“Aujourd’hui, le transport coûte deux bras” [par Yann Kerveno]

Entre hausse des coûts, difficultés d’approvisionnement et ralentissement de la consommation, le marché du vin aura encore une année délicate à surmonter. Le point avec Florian Ceschi de Ciatti Europe.

Comment va le monde du vin ?
La principale problématique que rencontre aujourd’hui le monde du vin, c’est celle de la matière sèche. Et ce n’est pas tant une question de prix qu’une question de disponibilité. Il est devenu très compliqué de trouver, en Europe et un peu partout, des bouteilles en verre, en particulier les bouteilles blanches qui servent aux rosés et aux blancs. Nous avons même vu des marchés annulés à cause de l’impossibilité de mettre en bouteille.
La plupart des opérateurs ont anticipé mais les prix, qui sont élevés, vont dégrader fortement les marges. À cela, il faut ajouter les problèmes de logistique qui sont toujours d’actualité avec des containers bloqués dans les ports.
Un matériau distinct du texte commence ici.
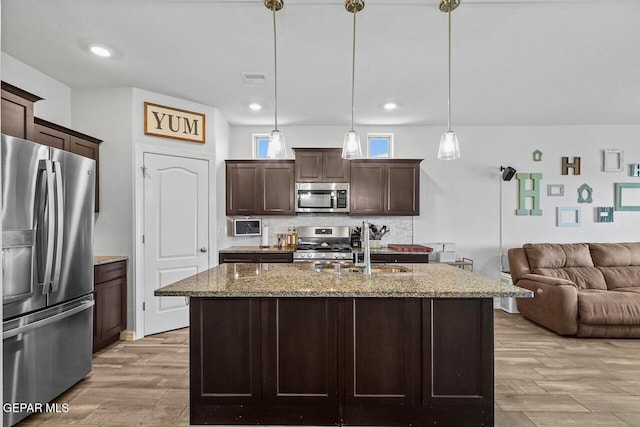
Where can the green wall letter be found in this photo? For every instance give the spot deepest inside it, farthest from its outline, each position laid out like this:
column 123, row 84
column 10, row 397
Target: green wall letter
column 533, row 193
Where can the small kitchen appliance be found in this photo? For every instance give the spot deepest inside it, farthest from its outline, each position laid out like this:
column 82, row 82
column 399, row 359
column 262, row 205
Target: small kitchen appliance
column 322, row 197
column 318, row 244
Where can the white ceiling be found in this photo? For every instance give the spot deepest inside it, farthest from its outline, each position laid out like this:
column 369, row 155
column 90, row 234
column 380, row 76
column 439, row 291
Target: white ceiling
column 515, row 62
Aujourd’hui, pour parler familièrement, le transport coûte deux bras.

Quelles conséquences attendre ?
Ce que nous constatons, c’est une “re-régionalisation” du sourcing. C’est à dire que les opérateurs regardent un peu moins loin que par le passé. Ils vont jouer la sécurité en allant s’approvisionner plus localement pour se mettre à l’abri des impondérables liés au transport, au détriment des bassins de production les plus éloignés, Nouvelle-Zélande, Amérique du Sud, Australie…
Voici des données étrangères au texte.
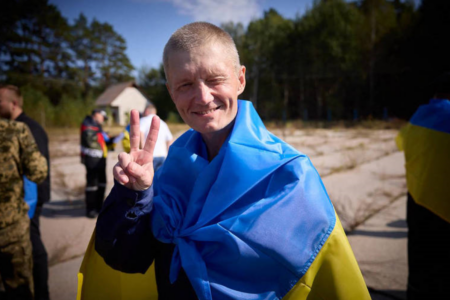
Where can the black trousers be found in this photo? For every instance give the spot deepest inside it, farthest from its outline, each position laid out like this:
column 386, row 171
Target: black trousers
column 40, row 259
column 95, row 186
column 428, row 253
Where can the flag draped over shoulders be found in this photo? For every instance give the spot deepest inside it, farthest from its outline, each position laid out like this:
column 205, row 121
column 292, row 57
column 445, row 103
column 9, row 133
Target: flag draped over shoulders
column 254, row 223
column 247, row 225
column 426, row 143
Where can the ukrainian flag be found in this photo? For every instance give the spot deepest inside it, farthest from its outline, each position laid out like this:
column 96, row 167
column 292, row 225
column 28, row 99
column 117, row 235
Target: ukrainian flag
column 426, row 143
column 254, row 223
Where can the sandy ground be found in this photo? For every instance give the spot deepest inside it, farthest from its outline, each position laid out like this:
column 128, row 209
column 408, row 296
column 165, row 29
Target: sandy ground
column 361, row 170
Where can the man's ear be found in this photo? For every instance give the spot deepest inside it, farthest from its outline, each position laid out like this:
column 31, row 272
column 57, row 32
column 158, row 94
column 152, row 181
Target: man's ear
column 241, row 78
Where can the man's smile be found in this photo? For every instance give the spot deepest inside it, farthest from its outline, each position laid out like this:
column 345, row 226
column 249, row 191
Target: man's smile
column 206, row 112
Comment jugez-vous la solution en France ?
Le temps est à l’inquiétude, il y a eu le gel. Mais finalement, si l’on était cynique et au vu des conditions du marché, on pourrait regretter que le gel n’ait pas plus amputé la prochaine vendange tant il est difficile de savoir comment va se dérouler la prochaine campagne. À part les blancs qui se vendent à des prix de folie, le ventre mou du rouge, celui qui est situé entre le très bon marché et le très cher, ça ne bouge absolument pas. Et je ne parle pas du bio. On a raté des marchés en début de campagne avec des prix élevés, c’est une politique dangereuse et les stocks sont importants alors que, cette année encore, de nombreux producteurs arrivent en fin de conversion, donc les volumes à rentrer cet automne seront encore plus importants…

Chez nos voisins espagnols ?
Ils sont plutôt bien cette année, si ce n’est quelques inquiétudes à cause du conflit en Ukraine. Une partie de leurs exportations se fait en moûts pour des bases mousses, vers la France, l’Italie, l’Allemagne où ils sont transformés avant d’être exportés vers le marché russe. Donc, pour l’instant, c’est un peu l’expectative. Sinon, ils ont eu de l’eau et pas trop de gel visiblement.

L’Italie ?
C’est le contraire de l’Espagne question météo. Il règne, dans tout le Nord du pays, une sécheresse intense, comme dans le Sud-Est chez nous, en Vénétie, Lombardie, ils ont même eu, cet hiver, des incendies en montagne… Pour le commerce, ils sont portés par la folie des Anglais pour le Prosecco qui ne s’est pas démentie malgré l’avènement du Brexit et l’augmentation des prix. Il y a en plus peu de chance pour que ça ralentisse puisqu’en mars de l’année prochaine, entrera en vigueur une modification de la taxation des vins qui conduira à une baisse des prix au détail.

Les États-Unis ?
Ce qui est notable aux États-Unis, c’est le coup d’arrêt du développement de la consommation pour l’ensemble de la gamme, à l’exception du haut du panier. Ces dernières années, la progression annuelle dépassait les 10 % mais là, c’est plat, cela ne progresse plus. Et il est difficile d’attribuer ce retournement à une cause en particulier, mais l’inflation joue probablement un rôle important en provoquant des arbitrages brutaux des consommateurs qui coupent leur consommation parce que le vin est trop cher.

Et enfin, l’Australie ?
Pour eux, c’est un peu la catastrophe. Il sont toujours confrontés à l’embargo chinois, les prix sont tombés à des niveaux incroyables, à 50 € l’hecto, mais le prix du fret, plus les difficultés à trouver le transport, font qu’ils ont beaucoup de mal à exporter. Même à 50 € en prix de départ, le coût du transport fait qu’ils ne sont pas compétitifs sur le marché mondial des entrées de gamme.